Giorgios Bakatsias is expanding his local culinary empire with a new, Italian family-style restaurant at 201 South Elliott Road in Chapel Hill.
Osteria Georgi is named for Bakatsias’s good friend, the late George Tarantini. The restaurant is slated to open in the former Living Kitchen space later this spring and will serve brunch, lunch, and dinner, and will focus on pastas, braised meats, and antipasti, with special attention to locally-sourced ingredients.
Tarantini, the beloved longtime coach of N.C. State’s men’s soccer team, was born in Italy and died in Raleigh in 2019 at the age of 70.
“George had such love and respect for hospitality, and for all the small details that make it such a special way of connecting with each other,” Bakatsias said in a statement.
Daniel Jackson, a Chapel Hill native and UNC-Chapel Hill graduate, joins as partner and chef. Jackson is a graduate of the Culinary Institute of America; during his time in New York, he worked as a line cook at the three-Michelin- starred Eleven Madison Park, and at Union Square Hospitality Group, where he worked as Danny Meyer’s executive sous chef for catering and events, and as executive chef at the Museum of Modern Art, respectively.

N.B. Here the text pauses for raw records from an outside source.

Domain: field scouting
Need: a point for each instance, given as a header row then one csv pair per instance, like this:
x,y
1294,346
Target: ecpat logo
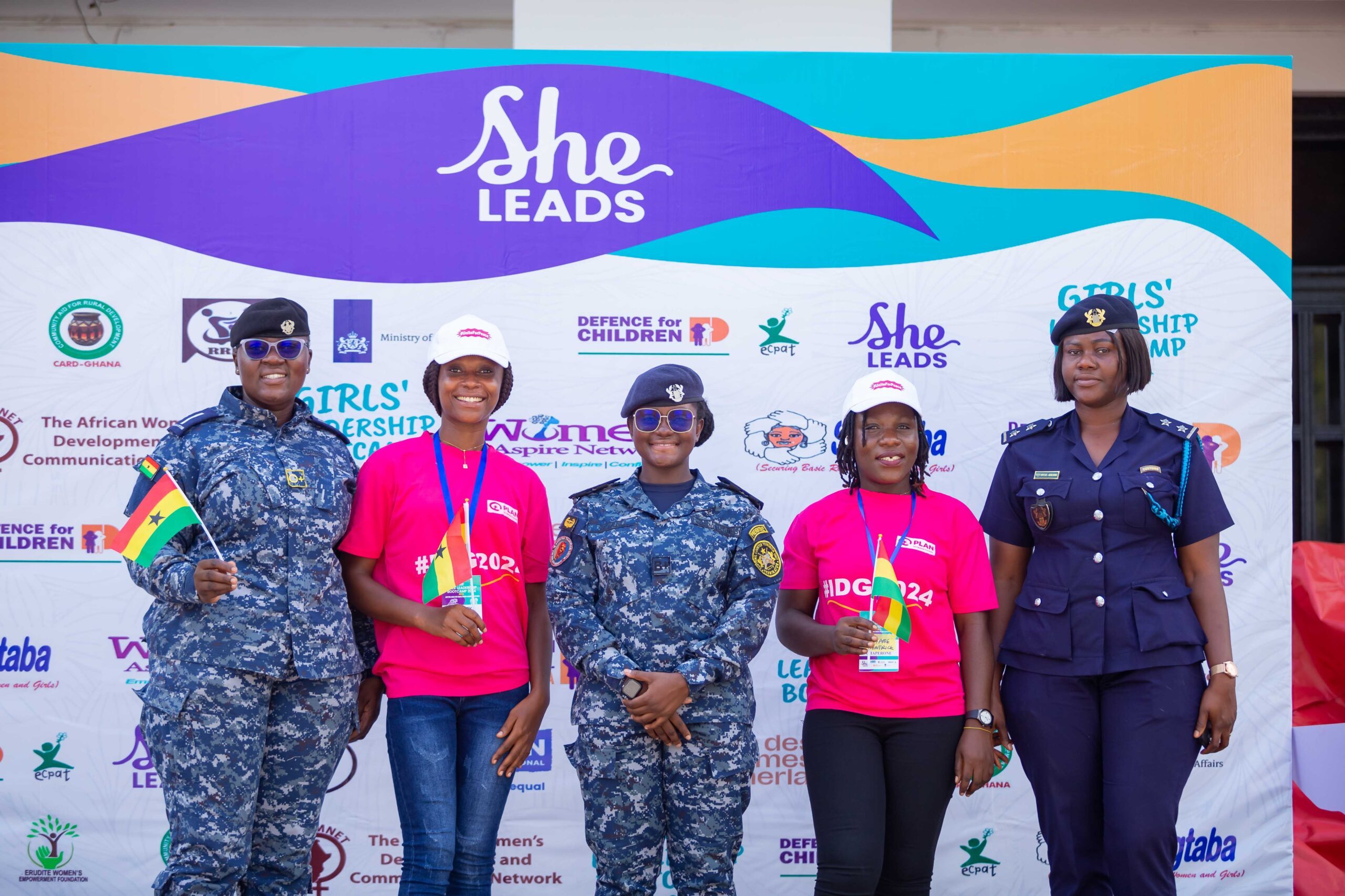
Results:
x,y
580,206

Jackson moved back to Chapel Hill last year with his wife and three young children in order to be closer to family.
“We are especially proud to be opening Osteria Georgi with Chef Daniel Jackson, a Chapel Hill native who has just returned to the area after polishing his talent in some of the country’s most celebrated kitchens,” Bakatsias said in the statement.
Amid a difficult time for the restaurant industry, Bakatsias—who owns several restaurants throughout the Traingle, including French bistro Vin Rouge and Mediterranean restaurant Parizade—has seen a busy year.
At the onset of the pandemic, he joined restauranter Matt Kelly in a fight against major property insurer Cincinnati Insurance Company, and managed to eke out a small but groundbreaking victory for small business owners in November. That same month, he also reopened Kipos Greek Taverna—which he had relocated from downtown Chapel Hill, where it had been a longtime fixture of Franklin Street—to its new home in Eastgate Crossing Shopping Center, where it now enjoys a garden patio.
But the pandemic shapes every new business proposition, of course.
Last year saw a boom in grocery-style restaurant offerings, and the Osteria concept includes a market that will sell house-made items, such as fresh bucatini and pomodoro sauce for home cooks to take back to their kitchens. It’s a bet on a new kind of dining style—and a warm, familiar kind of neighborhood experience.